The following are some items you can add to high bounce rate pages to hopefully lower the likelihood that people would leave.

Great Content

This should go without saying, but I’ll say it anyway. Each webpage on your site and each blog post on your blog must have great content in order to retain new visitors. If you have a page with a high bounce rate and little content, this should be the first thing you focus on fixing.
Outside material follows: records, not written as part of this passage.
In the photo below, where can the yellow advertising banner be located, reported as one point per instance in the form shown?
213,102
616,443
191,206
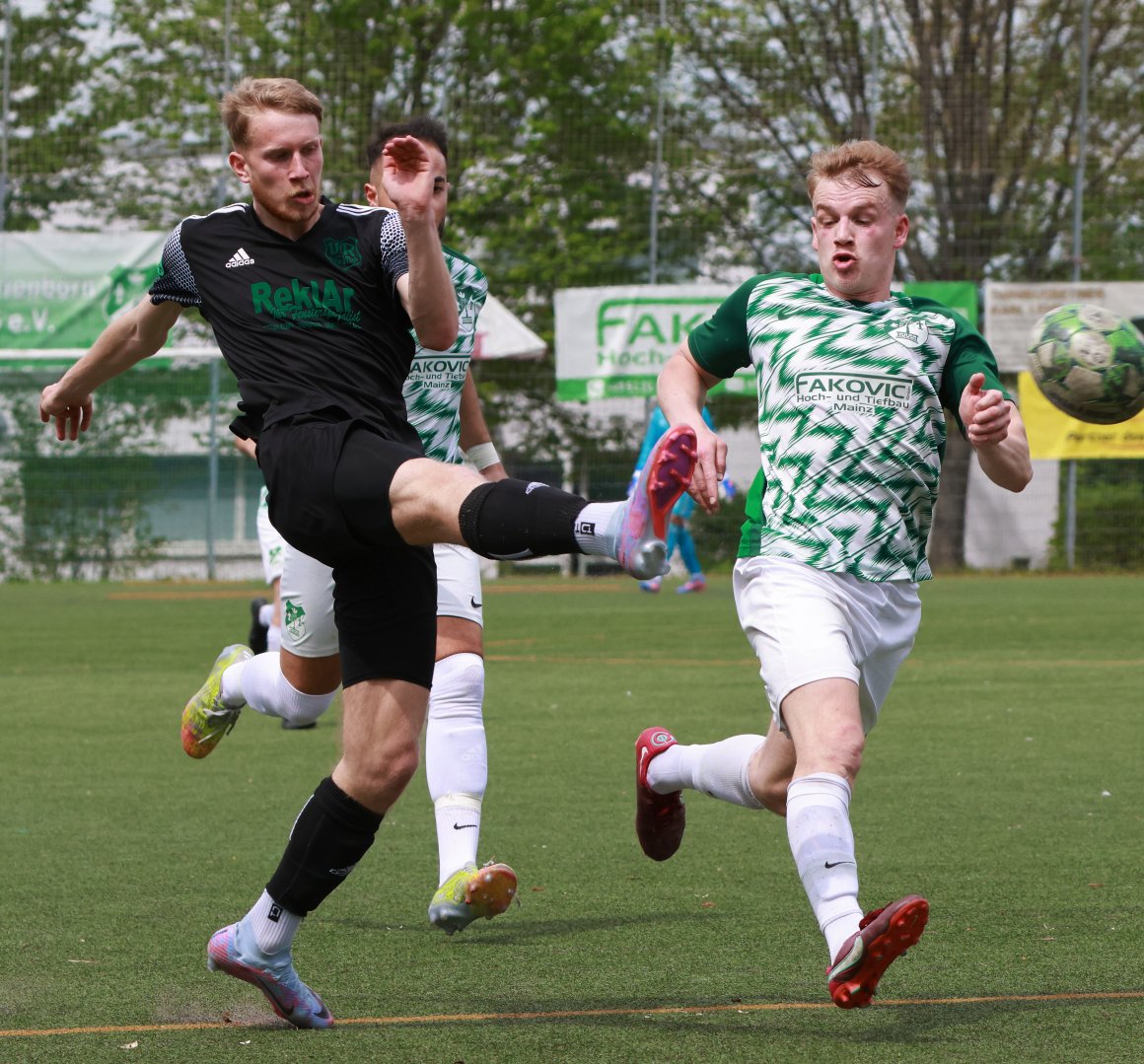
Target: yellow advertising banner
1052,434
Optimize Pages for the Right Keywords

This is probably the best place to start – if you have a page that is losing visitors searching for a particular keyword phrase, then chances are you either need to add content that would fit the visitors needs for that keyword, or start optimizing your pages for a different phrase.

Videos

Videos are a great way to keep people on your page for longer – if you can find a related video that fits well with your page, then that is definitely one way to go.

Teaser / Summary

If you can include a short summary of your page at the very top (especially if it is a long article or blog post) including the commonly searched for keyword phrases, this will help convince people who have landed on your page that they will be able to find what they are looking for. Blogussion offers a great summary at the top of each blog post like this one that lets readers know what they are about to learn.

Related Links

For any blog or webpage, related links area sure fire way to keep visitors on your site. Simply help them find more information on your site that they would be interested based on the page that they are on. Internal links within the text and related links at the end of the page are the best way to encourage people to stick around.

Encourage Discussion

If your site is a blog, encouraging discussion is another good way to get people to stay on your site for awhile. Leaving a well thought out comment or response to your post (or other commenter) will increase their time on a post.

Move the Ads

When someone comes to your site, what is the first thing they see? I have seen several sites where the content comes well after the Google Adsense and other advertising, and if someone doesn’t see the main content right away, they may assume your site is solely built for the ads and simply leave. Be sure to put your content first, and let the ads come later.

How Do You Keep Visitors on Your Site?

Does your blog or website have a high bounce rate? What tips or techniques do you use to help lower your bounce rate and keep visitors engaged longer on your site?